In the complex relationship between identity and difference, we can identify three important aspects:

  1. We are not alone: our identity is built on relationships with others.
  2. The relationship with others, based on what unites and differentiates us, is essential for our own identity. Therefore, encounter, communication, and interaction are prerequisites for being ourselves.
  3. Difference arises precisely from the critical dialogue between our personal journey, our interactions with others, and our socio-economic and cultural environment.

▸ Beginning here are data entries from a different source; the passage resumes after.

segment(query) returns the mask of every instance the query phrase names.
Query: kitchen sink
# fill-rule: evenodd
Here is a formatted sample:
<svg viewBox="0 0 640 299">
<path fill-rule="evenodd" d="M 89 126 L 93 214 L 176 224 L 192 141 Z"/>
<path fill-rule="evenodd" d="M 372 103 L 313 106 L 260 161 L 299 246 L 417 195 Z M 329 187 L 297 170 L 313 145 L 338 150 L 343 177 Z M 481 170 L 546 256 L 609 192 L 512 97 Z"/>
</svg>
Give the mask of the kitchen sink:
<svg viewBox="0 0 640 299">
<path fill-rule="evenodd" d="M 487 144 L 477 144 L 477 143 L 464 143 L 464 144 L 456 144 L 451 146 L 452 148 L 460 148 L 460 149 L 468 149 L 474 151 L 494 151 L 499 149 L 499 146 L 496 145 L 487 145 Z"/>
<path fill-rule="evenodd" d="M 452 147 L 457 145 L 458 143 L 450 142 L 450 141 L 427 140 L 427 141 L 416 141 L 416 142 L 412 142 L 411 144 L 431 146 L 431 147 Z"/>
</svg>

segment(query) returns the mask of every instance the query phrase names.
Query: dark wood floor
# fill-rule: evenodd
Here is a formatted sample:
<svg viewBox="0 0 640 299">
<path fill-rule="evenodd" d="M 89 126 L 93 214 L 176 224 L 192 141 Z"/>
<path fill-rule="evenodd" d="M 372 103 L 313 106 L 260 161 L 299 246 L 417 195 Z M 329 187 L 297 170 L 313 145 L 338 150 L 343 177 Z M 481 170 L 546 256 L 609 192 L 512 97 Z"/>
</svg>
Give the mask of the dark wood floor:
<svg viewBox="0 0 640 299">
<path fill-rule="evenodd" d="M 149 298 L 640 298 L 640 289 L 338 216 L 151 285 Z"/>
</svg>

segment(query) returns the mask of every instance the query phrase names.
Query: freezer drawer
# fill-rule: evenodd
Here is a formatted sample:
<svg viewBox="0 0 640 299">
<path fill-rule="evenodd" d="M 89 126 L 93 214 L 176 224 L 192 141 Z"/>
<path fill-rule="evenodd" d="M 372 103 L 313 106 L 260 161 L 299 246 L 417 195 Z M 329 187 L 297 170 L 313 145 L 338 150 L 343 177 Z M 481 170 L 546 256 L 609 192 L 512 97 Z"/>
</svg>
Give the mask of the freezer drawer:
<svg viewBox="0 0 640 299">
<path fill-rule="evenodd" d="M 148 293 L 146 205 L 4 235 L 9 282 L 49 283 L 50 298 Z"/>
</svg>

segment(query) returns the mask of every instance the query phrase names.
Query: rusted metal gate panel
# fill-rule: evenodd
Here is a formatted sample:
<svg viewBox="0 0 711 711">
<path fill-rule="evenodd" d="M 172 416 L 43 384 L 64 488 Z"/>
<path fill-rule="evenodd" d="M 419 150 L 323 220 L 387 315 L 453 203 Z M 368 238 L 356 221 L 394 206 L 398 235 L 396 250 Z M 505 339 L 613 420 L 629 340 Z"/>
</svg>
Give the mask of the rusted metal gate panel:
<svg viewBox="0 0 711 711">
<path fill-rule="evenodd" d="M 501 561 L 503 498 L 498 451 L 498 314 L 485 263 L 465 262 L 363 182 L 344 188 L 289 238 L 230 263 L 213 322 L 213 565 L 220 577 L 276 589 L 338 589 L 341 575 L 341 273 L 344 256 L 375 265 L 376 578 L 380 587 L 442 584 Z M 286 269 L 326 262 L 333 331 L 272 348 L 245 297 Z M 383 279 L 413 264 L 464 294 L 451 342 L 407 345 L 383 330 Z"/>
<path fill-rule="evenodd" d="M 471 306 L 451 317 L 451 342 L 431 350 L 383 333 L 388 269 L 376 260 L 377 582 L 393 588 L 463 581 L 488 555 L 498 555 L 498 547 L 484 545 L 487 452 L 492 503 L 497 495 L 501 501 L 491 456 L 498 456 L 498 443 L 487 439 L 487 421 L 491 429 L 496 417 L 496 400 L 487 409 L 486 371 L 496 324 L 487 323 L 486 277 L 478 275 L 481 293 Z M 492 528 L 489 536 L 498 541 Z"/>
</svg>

A Strategy for Emancipation

Therefore, we can establish a strategy for emancipation in community social work based on the following principles:

  1. The principle of historical context (we are situated in a historical context that both constrains and enables us).
  2. The principle of cultural contextualization (we are immersed in a culture that we can describe and analyze because we have the reflective capacity to analyze ourselves).
  3. The principle of community achievement (to fulfill ourselves in interaction with others, we can analyze the problems and opportunities created by the logic that articulates our relationships and the constraints imposed by a particular conception of the person and the community).

Authentic personal self-determination can only be achieved by entering into committed relationships, characterized by encounter and reciprocity with others.